Trump says a huge crypto market structure bill is close to passing, ending the SEC–CFTC turf war & reshaping digital asset in the U.S.
Crypto regulation might eventually be getting actual structure. President Donald Trump just confirmed that a complete crypto structure invoice is close to passing. That isn’t small talk. That is a potential turning point.
For years, the CFTC and SEC were fighting over who controls what. Now, it seems clearer rulebook could arrive sooner than predicted.
The End of the Regulatory Turf War?
The House already moved first. The Digital Asset Market Clarity Act passed last July, outlining a framework that separate oversight between the CFTC and SEC. The critical constraint has been the Senate.
In late January, the Senate Agriculture Committee slightly superior its own version, the Digital Commodity Intermediaries Act, in a tight 12 to 11 vote. That demonstrates how separated the room still is.
There has been backlash too. Big industry players like Coinbase criticized in advance drafts, announcing they boxed in DeFi and made stablecoin guidelines too restrictive.
Mechanics of the Latest Crypto Market Structure Bill
Within the suggestion, the CFTC would take main control over digital commodities like Bitcoin and Ethereum. That alone would clarify years of uncertainty.
The bill also offers agents and exchanges 180 day window to register in and secure provisional status as soon as it turns into law. That is a quick track compared to the recent gray zone many platforms operate in.

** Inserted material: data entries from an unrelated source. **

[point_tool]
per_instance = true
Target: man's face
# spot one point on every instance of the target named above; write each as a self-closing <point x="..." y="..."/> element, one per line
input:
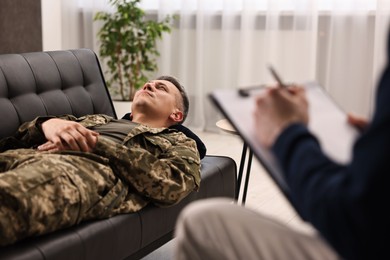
<point x="157" y="98"/>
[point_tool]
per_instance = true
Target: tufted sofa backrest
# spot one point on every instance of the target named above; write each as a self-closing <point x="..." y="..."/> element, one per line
<point x="50" y="83"/>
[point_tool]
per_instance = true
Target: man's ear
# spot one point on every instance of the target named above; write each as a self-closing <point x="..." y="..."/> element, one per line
<point x="176" y="116"/>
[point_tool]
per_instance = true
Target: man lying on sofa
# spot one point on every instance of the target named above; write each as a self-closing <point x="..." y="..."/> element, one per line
<point x="95" y="166"/>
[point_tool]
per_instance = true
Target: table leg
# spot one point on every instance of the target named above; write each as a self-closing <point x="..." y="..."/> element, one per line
<point x="241" y="170"/>
<point x="248" y="172"/>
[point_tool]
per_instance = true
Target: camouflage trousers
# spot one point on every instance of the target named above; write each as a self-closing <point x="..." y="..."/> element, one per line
<point x="41" y="192"/>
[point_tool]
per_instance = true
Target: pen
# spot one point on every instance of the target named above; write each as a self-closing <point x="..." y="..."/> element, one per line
<point x="276" y="76"/>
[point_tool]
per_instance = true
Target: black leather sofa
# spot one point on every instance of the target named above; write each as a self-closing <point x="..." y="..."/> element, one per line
<point x="71" y="82"/>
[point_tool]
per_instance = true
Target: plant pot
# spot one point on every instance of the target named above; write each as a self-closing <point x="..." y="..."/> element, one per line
<point x="122" y="108"/>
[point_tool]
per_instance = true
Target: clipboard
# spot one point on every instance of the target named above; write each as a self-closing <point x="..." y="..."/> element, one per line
<point x="327" y="121"/>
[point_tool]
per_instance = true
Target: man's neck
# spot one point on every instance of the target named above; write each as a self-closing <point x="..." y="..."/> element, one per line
<point x="149" y="121"/>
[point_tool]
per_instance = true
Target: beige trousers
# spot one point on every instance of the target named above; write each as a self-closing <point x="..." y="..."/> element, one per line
<point x="220" y="229"/>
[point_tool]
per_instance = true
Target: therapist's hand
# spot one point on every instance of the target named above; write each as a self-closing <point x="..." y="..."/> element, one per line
<point x="275" y="109"/>
<point x="359" y="122"/>
<point x="67" y="135"/>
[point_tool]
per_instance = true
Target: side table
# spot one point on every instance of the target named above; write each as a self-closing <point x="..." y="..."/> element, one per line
<point x="224" y="125"/>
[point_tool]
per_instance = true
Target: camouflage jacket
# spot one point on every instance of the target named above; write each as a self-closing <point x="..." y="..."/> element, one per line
<point x="159" y="165"/>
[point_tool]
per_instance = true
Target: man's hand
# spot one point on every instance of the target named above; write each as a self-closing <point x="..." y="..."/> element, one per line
<point x="359" y="122"/>
<point x="67" y="135"/>
<point x="277" y="108"/>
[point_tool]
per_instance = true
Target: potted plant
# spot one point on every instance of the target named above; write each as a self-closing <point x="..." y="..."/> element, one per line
<point x="128" y="45"/>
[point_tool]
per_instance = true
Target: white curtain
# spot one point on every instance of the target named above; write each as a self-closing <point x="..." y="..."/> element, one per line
<point x="229" y="43"/>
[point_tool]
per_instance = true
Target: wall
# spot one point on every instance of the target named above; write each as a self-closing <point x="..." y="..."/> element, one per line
<point x="20" y="26"/>
<point x="51" y="25"/>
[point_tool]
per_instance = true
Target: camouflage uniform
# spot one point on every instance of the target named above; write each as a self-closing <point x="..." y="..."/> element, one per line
<point x="41" y="191"/>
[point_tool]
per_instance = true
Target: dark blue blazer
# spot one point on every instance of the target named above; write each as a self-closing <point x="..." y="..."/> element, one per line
<point x="346" y="203"/>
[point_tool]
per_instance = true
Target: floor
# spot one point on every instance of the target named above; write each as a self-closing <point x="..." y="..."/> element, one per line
<point x="263" y="195"/>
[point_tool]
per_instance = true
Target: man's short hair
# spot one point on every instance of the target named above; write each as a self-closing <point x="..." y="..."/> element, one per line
<point x="185" y="100"/>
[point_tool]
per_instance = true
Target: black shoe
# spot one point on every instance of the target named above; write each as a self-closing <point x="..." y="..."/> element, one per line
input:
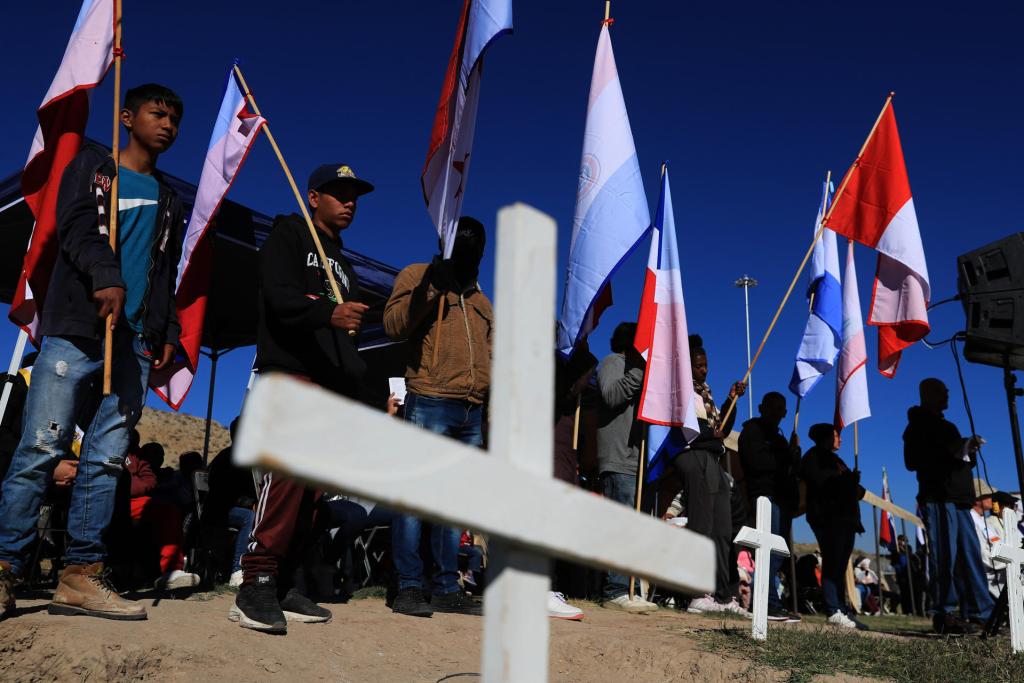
<point x="298" y="607"/>
<point x="950" y="625"/>
<point x="457" y="603"/>
<point x="410" y="601"/>
<point x="256" y="606"/>
<point x="782" y="614"/>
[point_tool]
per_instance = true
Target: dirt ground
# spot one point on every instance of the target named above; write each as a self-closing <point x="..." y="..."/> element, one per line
<point x="192" y="640"/>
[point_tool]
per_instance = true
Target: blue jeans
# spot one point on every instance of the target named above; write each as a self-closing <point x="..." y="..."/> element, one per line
<point x="954" y="561"/>
<point x="242" y="518"/>
<point x="463" y="422"/>
<point x="781" y="522"/>
<point x="67" y="372"/>
<point x="621" y="488"/>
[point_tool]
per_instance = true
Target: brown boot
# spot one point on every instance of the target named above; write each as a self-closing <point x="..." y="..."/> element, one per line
<point x="84" y="589"/>
<point x="6" y="590"/>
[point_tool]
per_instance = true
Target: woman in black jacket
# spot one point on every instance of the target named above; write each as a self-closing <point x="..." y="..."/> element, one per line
<point x="834" y="494"/>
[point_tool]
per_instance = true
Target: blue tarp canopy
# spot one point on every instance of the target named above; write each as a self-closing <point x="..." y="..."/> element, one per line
<point x="239" y="233"/>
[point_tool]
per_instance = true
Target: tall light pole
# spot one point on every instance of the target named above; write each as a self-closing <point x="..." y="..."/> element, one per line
<point x="747" y="283"/>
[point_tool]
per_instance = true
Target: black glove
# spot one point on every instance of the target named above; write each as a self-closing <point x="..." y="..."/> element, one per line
<point x="441" y="275"/>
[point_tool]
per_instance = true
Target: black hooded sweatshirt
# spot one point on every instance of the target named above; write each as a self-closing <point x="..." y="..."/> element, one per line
<point x="295" y="306"/>
<point x="932" y="449"/>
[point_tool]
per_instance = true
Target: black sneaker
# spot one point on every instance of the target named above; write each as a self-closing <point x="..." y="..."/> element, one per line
<point x="410" y="601"/>
<point x="298" y="607"/>
<point x="457" y="603"/>
<point x="256" y="606"/>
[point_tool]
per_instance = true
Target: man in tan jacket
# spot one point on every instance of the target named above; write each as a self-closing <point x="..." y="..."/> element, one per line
<point x="449" y="324"/>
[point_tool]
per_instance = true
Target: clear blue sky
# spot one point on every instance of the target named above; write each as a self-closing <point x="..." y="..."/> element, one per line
<point x="752" y="103"/>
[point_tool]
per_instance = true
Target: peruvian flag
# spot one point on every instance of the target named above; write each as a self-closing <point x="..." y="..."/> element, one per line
<point x="233" y="133"/>
<point x="887" y="532"/>
<point x="667" y="400"/>
<point x="446" y="167"/>
<point x="62" y="116"/>
<point x="875" y="207"/>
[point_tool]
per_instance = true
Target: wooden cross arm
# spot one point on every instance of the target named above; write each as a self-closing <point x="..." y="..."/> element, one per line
<point x="316" y="436"/>
<point x="754" y="539"/>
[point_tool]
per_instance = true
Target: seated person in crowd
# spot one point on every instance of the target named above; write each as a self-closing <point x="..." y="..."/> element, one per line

The purpose is to stop the murky compliance environment that has left firms exposed to freezes and counterparty risk.
CFTC Chairman Michael Selig has assisted the bill could reach the President within months. That lines up with other moves targeted toward pulling crypto deeper into traditional finance. The framework would also need joint SEC and CFTC rulemaking within 18-months to sort out complex regions like mixed transactions and margin structures.
Market Implications and Deadlines
Passage of this bill would probably trigger a repricing of “commodity” assets recently suppressed via SEC lawsuits.
Moreover, hurdles remain. The Senate Banking Committee still requires to reconcile its version with the Ag Committee’s draft earlier than the February 28 White House cdeadline for stablecoin frameworks.
Meanwhile, scrutiny hasn’t disappeared. Congressional leaders hold to urge probes into Trump-linked ventures like WLFI, ensuring that while regulation reaches, political volatility isn’t going anywhere.